The embodiment of the present invention described above can be variously modified. For example, the head chip may be made of ceramic. As means for biasing the movable portion with respect to the fixed portion, various elastic structures such as a leaf spring other than a helical spring such as the spring 8 can be used. Further, the amplifier circuit for the output signal of the vibration detecting element may be provided on the fixed part side. Further, means such as a microcomputer system for analyzing a vibration waveform signal may be incorporated in the sensor head.

[Brief description of the drawings]

FIG. 1 is a front view of a vibration detection device (sensor head) according to an embodiment of the present invention.

FIG. 2 is a left side view of the same.

FIG. 3 is a sectional view taken along line AA of FIG. 2;

FIG. 4 is a sectional view taken along line BB of FIG. 2;

FIG. 5 is an equivalent circuit diagram of a piezoelectric element and an amplifier circuit mounted on a printed circuit board.

FIG. 6 is a plan view of a base 5;

FIG. 7 is a front view of the base 5. FIG.

FIG. 8 is a bottom view of the base 5. FIG.

9 is a right side view of the base 5. FIG.

FIG. 10 is a sectional view taken along line CC of FIG. 6;

[Explanation of symbols]

DESCRIPTION OF SYMBOLS 1 Head chip (movable part) 3 Housing (fixed part) 5 Base (base member: movable part) 16 Printed circuit board (mounted with vibration detecting element) 30 Sensor head 31 Movable part

Claims (3)

[Claims] 1. A fixed portion, a movable portion movable with respect to the fixed portion and vibrating upon contact with a vibrating object when vibration is detected, and biasing means for biasing the movable portion against the fixed portion. A vibration detecting device that includes a vibration detecting element that converts vibration into an electric signal in the movable portion, wherein the movable portion includes a contact member that contacts a vibrating object, and the contact member that is joined to the contact member. And a base member made of a material having a smaller specific gravity than the base member for holding the vibration detecting element. 2. A fixed portion, a movable portion movable with respect to the fixed portion and vibrating by contacting a vibrating object when vibration is detected, and a biasing means for biasing the movable portion against the fixed portion.

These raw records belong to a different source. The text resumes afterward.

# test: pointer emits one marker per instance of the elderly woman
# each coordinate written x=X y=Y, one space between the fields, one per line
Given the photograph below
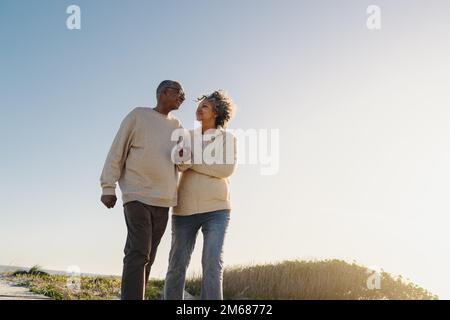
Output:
x=203 y=199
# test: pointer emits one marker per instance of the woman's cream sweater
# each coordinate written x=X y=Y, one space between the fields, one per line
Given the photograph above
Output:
x=204 y=186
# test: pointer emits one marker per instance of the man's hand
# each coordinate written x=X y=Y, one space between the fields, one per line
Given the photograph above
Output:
x=109 y=201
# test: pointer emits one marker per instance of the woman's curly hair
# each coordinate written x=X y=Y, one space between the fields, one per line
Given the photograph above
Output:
x=223 y=106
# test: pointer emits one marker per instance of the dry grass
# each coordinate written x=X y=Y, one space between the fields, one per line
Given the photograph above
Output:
x=300 y=280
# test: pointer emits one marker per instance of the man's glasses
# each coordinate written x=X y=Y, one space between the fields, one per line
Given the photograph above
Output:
x=179 y=91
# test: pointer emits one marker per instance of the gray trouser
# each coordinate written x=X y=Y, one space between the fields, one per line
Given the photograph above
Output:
x=146 y=225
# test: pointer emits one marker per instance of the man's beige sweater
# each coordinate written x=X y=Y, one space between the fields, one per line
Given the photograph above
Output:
x=140 y=159
x=205 y=187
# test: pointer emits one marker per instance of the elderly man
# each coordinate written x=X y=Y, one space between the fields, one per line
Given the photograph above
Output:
x=140 y=160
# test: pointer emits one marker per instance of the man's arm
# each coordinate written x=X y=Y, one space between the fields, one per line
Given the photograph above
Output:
x=116 y=159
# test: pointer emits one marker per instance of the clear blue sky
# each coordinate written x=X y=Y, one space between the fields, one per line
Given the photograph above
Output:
x=363 y=119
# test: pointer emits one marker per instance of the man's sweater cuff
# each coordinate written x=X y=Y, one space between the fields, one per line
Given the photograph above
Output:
x=109 y=191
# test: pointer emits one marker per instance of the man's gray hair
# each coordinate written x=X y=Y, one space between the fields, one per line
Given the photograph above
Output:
x=165 y=84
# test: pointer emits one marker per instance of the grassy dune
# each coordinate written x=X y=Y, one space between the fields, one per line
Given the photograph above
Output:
x=304 y=280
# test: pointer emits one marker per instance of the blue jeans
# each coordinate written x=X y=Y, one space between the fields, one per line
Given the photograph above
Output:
x=184 y=233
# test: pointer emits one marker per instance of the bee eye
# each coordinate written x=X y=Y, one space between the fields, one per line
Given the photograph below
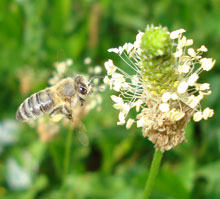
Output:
x=82 y=90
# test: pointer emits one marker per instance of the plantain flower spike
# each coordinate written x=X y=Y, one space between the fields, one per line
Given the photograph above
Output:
x=164 y=86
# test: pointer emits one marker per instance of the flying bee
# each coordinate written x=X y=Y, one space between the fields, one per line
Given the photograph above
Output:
x=55 y=100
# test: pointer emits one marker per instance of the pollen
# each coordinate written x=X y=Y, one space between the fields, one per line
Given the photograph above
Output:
x=164 y=86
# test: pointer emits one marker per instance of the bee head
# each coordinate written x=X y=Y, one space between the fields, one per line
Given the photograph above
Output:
x=81 y=86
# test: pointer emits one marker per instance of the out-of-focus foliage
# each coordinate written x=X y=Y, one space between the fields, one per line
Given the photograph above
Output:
x=115 y=164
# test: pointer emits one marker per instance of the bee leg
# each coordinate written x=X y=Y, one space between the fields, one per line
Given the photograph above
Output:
x=62 y=109
x=81 y=101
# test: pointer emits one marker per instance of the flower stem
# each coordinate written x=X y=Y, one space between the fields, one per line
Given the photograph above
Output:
x=153 y=173
x=67 y=156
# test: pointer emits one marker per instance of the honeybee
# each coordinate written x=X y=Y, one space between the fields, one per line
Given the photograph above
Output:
x=58 y=99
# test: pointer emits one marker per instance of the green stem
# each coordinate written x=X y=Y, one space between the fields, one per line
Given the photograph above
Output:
x=55 y=159
x=67 y=156
x=153 y=173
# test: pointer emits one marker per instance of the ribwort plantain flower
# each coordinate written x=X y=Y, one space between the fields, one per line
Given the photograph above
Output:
x=164 y=89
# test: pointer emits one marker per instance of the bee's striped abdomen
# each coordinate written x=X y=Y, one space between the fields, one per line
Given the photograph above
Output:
x=35 y=106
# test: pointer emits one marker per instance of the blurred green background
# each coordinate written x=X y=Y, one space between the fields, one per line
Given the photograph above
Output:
x=36 y=33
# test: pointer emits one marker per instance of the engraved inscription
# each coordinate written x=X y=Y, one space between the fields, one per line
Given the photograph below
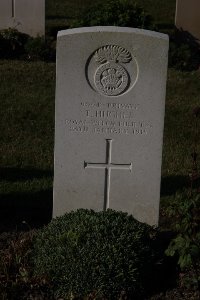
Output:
x=108 y=166
x=109 y=118
x=111 y=70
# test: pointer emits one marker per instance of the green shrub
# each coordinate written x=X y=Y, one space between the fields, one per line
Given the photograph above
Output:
x=12 y=43
x=40 y=48
x=105 y=254
x=185 y=211
x=114 y=13
x=184 y=51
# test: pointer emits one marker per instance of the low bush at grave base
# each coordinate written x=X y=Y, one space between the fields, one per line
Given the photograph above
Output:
x=105 y=254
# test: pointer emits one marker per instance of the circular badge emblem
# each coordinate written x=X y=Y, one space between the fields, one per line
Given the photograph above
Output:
x=111 y=79
x=111 y=70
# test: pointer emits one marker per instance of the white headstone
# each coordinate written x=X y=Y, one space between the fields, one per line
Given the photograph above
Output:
x=26 y=16
x=188 y=17
x=110 y=100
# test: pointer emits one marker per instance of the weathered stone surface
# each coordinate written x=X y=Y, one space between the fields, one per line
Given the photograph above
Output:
x=110 y=99
x=188 y=17
x=27 y=16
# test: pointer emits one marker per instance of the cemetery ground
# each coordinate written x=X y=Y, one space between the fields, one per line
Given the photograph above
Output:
x=27 y=138
x=27 y=93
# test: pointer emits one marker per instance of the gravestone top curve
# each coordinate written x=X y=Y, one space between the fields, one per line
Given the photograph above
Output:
x=110 y=103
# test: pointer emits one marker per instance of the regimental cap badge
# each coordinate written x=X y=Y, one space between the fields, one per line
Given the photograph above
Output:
x=111 y=77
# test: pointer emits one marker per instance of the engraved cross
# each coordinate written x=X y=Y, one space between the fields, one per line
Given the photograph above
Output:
x=108 y=166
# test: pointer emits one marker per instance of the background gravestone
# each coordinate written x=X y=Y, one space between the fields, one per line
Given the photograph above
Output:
x=110 y=99
x=26 y=16
x=188 y=16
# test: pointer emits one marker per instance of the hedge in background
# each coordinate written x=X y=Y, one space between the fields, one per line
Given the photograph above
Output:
x=115 y=13
x=105 y=254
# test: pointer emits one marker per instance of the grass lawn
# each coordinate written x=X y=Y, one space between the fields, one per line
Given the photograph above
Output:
x=27 y=98
x=27 y=135
x=27 y=120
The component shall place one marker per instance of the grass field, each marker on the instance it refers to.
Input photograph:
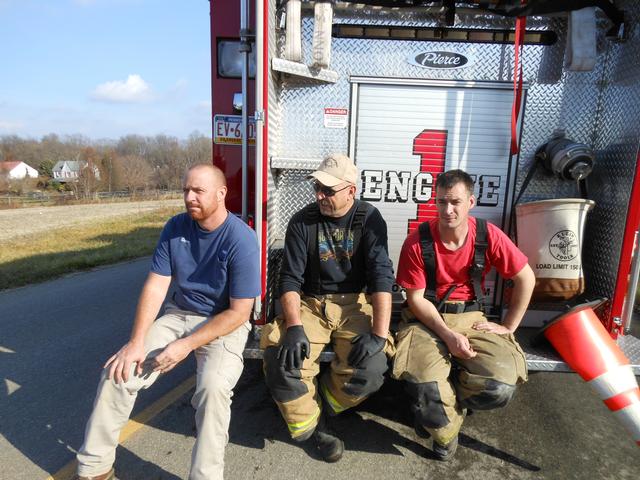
(69, 249)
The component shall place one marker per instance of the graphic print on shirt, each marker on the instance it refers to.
(335, 243)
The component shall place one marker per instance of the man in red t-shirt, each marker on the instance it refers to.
(455, 361)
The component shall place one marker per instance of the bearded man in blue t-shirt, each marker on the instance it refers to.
(212, 258)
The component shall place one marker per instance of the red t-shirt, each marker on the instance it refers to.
(452, 267)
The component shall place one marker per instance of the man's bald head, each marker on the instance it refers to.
(205, 189)
(211, 171)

A vibration detecting device that includes a vibration detecting element that converts vibration into an electric signal in the movable portion, wherein the movable portion includes a contact member that contacts a vibrating object, and the contact member that is joined to the contact member. And a base member made of a softer material and holding the vibration detecting element. 3. The vibration detection device according to claim 2, wherein the base member has a structure for holding the vibration detection element formed by cutting.